ARLINGTON, VIRGINIA, U.S. — The American Feed Industry Association (AFIA) said on Sept. 19 that the U.S. Food and Drug Administration has incorporated many of the recommended changes into its four re-proposed rules pertaining to the Food and Safety Modernization Act (FSMA).
The reissued rules are: Produce Safety Regulation, Foreign Supplier Verification Program, Current Good Manufacturing and Hazard Analysis and Risk-Based Preventive Controls for Human Food, and Current Good Manufacturing Practices and Hazard Analysis and Risk-Based Preventive Controls for Food for Animals. AFIA previously submitted comments on five major sets of FSMA-related proposed rules during the last 10 months.
"The American Feed Industry Association is pleased the Food and Drug Administration has issued a revised proposal for these complex rules," said AFIA President and Chief Executive Officer Joel G. Newman. "This re-proposal will allow stakeholders to review these rules one last time before the final rule is issued."
While AFIA believes it is reasonable for FDA to re-propose these rules based on complexity alone, the association is concerned with the re-proposal's financial impact.
"The additional cost, with very limited added benefit, continues to be a major concern for AFIA. FDA seriously underestimated the cost of the proposed rule and the additions within this re-proposal have the potential to drive that cost up even further," said Richard Sellers, AFIA senior vice-president of legislative and regulatory affairs. "AFIA is committed to advocate for a final rule that is appropriate for the low risk that animal food presents. The cost-benefit ratio is nearly 20-to-1 and federal laws require the costs to reasonably approximate the benefit."

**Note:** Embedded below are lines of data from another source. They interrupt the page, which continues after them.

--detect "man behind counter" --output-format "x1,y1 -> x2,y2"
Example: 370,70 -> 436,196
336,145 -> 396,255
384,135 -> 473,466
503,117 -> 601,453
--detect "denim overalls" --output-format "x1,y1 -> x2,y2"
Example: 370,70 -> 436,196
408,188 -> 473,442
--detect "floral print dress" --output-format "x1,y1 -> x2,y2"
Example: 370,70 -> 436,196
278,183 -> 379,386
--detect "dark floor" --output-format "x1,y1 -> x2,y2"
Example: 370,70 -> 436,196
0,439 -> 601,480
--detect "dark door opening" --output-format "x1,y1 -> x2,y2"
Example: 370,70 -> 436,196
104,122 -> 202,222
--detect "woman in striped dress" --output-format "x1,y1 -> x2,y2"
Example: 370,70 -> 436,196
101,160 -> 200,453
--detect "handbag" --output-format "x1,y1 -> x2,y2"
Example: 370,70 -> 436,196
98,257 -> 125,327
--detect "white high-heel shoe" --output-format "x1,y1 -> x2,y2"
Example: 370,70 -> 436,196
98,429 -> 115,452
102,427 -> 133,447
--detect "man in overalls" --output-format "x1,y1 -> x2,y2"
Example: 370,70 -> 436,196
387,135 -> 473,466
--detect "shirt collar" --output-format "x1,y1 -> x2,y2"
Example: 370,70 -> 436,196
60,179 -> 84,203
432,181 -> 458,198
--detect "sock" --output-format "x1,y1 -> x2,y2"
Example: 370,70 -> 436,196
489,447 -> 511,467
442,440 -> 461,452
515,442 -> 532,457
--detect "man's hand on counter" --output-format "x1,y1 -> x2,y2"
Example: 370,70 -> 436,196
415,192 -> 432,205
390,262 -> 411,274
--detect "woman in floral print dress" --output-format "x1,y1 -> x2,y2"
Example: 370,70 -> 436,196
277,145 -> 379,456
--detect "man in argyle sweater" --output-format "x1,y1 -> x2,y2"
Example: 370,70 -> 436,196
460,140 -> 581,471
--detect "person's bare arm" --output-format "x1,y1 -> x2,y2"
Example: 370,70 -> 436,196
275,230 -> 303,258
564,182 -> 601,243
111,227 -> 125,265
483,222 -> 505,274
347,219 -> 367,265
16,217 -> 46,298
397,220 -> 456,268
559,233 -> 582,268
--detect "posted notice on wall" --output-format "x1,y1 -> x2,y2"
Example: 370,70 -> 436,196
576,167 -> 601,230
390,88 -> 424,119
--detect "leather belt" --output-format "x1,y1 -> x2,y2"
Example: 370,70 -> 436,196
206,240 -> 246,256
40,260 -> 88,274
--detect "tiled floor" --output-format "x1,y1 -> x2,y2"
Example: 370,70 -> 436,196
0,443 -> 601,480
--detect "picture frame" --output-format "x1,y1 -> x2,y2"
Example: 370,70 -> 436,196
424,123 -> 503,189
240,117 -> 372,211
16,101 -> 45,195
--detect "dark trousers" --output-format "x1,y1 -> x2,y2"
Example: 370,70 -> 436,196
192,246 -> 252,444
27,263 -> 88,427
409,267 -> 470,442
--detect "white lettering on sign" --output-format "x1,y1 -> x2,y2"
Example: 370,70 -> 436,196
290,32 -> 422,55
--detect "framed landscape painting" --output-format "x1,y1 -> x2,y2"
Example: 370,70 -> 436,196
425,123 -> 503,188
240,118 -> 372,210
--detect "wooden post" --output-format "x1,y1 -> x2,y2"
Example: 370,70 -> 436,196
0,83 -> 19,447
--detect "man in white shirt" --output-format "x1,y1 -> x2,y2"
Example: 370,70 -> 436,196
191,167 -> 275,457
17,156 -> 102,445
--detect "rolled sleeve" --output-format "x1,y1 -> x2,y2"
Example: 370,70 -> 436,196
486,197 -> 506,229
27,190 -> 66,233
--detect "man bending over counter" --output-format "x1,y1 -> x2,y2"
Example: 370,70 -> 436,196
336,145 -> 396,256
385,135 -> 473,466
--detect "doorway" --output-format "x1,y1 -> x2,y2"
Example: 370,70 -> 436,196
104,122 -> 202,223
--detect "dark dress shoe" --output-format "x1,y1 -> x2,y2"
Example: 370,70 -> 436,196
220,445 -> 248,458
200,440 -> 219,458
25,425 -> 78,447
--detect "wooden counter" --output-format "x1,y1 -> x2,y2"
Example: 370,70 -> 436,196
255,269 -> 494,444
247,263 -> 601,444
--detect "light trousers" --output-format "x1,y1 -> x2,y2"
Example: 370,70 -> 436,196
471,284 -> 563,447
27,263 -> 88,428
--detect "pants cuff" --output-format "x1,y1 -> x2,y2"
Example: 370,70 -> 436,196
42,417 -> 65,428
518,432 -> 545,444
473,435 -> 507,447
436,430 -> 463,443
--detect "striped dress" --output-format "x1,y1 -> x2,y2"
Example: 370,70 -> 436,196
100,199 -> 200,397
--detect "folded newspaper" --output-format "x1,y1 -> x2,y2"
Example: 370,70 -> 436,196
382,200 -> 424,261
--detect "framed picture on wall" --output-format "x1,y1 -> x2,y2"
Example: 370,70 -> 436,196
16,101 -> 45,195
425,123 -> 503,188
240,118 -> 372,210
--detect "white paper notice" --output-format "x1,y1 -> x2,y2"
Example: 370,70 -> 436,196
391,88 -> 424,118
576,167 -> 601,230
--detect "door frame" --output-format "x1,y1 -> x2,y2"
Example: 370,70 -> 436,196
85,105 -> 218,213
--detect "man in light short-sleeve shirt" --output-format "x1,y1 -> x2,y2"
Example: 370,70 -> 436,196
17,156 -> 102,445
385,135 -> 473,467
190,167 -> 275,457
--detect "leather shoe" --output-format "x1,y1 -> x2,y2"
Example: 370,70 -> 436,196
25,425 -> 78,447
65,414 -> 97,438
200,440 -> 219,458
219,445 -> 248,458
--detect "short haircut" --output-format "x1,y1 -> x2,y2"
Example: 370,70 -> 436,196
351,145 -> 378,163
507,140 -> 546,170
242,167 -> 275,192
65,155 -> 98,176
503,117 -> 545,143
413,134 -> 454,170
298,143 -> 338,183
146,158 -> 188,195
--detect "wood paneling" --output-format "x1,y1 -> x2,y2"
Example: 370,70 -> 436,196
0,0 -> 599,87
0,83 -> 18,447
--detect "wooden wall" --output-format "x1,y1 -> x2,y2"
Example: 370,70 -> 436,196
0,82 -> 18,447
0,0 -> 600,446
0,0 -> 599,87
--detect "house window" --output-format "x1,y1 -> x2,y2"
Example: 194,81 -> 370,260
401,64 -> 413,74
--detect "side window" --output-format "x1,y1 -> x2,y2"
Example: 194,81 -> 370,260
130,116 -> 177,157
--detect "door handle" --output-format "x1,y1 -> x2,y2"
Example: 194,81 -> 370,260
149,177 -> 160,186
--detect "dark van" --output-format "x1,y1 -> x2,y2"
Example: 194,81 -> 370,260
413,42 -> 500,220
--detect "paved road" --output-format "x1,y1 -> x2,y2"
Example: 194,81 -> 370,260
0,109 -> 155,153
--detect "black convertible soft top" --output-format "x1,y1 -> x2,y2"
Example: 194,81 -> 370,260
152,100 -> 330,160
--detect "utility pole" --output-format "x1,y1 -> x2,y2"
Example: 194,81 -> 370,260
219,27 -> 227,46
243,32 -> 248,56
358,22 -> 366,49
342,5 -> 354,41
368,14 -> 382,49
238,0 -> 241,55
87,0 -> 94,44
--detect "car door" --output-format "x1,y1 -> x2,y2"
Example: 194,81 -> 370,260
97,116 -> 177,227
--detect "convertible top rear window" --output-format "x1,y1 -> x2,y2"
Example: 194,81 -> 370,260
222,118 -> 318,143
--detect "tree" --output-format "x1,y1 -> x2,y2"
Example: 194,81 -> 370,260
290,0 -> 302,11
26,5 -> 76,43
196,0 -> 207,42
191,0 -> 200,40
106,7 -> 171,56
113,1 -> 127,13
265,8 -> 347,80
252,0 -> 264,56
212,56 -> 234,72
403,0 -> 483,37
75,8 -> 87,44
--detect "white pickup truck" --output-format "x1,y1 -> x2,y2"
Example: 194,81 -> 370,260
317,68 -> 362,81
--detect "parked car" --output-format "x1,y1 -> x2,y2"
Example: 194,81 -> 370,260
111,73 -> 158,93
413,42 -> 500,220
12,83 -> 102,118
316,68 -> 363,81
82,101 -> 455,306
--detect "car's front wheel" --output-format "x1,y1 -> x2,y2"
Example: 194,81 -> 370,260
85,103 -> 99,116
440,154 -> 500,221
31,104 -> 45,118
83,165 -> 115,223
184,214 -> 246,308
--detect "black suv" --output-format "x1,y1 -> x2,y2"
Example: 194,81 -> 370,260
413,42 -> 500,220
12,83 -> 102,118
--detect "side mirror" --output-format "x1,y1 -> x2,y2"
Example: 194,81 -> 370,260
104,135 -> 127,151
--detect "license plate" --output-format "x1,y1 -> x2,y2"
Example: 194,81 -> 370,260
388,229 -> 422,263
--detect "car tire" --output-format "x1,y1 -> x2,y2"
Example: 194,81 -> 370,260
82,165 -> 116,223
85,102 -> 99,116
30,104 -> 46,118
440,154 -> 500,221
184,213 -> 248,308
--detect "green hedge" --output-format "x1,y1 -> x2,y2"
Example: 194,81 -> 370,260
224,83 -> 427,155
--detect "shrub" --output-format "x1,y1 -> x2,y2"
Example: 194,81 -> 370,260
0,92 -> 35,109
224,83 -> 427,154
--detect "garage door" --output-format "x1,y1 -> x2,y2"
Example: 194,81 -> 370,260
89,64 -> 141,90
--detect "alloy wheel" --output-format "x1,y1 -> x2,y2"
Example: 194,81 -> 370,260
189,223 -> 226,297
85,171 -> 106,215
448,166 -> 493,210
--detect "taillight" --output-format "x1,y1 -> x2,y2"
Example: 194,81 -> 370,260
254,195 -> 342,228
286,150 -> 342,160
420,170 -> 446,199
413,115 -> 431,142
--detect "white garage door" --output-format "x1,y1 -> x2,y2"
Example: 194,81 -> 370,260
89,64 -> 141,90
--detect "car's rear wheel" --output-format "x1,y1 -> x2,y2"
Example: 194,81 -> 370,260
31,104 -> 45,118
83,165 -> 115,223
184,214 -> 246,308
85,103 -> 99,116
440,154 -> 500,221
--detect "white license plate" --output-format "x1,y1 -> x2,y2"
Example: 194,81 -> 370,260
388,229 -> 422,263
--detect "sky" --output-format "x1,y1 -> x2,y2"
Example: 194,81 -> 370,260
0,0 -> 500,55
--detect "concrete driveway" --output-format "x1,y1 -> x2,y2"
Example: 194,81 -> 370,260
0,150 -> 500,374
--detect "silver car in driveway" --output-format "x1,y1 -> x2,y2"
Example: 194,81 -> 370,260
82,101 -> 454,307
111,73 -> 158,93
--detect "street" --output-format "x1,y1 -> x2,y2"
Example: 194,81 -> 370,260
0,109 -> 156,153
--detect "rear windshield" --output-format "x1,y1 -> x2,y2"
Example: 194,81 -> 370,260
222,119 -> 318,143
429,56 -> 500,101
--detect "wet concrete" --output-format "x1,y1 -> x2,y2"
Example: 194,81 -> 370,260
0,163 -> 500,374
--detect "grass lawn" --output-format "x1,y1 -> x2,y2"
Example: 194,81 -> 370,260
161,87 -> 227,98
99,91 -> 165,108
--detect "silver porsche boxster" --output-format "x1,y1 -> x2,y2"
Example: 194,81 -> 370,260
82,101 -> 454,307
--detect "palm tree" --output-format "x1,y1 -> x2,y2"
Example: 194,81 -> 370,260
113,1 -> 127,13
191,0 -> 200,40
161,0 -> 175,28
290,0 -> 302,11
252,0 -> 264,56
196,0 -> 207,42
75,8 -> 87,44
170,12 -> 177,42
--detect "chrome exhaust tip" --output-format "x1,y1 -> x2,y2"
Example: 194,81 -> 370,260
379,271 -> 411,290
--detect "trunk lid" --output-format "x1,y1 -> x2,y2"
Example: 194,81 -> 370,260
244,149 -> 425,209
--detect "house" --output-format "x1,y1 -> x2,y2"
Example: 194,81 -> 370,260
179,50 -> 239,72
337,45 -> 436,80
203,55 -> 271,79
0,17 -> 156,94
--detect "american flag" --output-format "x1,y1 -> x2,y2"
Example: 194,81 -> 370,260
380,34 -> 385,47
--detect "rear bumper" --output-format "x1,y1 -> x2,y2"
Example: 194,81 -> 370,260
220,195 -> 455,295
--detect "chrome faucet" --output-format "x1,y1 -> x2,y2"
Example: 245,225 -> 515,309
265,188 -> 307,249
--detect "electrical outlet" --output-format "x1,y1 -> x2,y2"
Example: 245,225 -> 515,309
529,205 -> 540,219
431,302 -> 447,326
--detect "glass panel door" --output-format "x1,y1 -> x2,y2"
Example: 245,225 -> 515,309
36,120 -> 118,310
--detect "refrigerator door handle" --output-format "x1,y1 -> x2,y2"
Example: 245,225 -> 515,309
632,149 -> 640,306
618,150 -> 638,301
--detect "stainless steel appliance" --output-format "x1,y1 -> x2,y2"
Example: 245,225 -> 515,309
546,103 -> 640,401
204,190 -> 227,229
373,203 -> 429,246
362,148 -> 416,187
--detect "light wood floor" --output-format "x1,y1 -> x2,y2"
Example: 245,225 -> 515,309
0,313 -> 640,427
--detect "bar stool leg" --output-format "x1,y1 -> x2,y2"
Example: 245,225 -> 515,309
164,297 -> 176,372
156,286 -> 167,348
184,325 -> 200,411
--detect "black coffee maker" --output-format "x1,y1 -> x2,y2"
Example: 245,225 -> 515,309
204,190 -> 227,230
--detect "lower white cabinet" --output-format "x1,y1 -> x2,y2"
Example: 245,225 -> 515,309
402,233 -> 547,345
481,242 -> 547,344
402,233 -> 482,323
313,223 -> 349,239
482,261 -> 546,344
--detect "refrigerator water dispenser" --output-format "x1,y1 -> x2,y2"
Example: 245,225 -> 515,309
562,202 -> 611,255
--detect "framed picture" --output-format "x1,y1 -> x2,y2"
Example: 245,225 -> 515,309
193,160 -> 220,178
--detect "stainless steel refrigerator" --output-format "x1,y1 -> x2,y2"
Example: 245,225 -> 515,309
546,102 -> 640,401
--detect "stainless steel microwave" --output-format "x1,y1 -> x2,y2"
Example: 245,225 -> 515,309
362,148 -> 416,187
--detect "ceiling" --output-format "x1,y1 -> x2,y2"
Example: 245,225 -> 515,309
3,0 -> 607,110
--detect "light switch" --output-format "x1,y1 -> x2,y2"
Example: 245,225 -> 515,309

With input from membership, AFIA will yet again review the rules, develop comments and submit to FDA. AFIA staff also intends to work alongside its animal food coalition partners in hopes of the development of consistent comments on the FDA proposals as needed. The comment period to review all four rules is 75 days after publication in the Federal Register, which will take place next week.
AFIA plans to request an extension to the comment period as all the rules were released simultaneously versus in succession.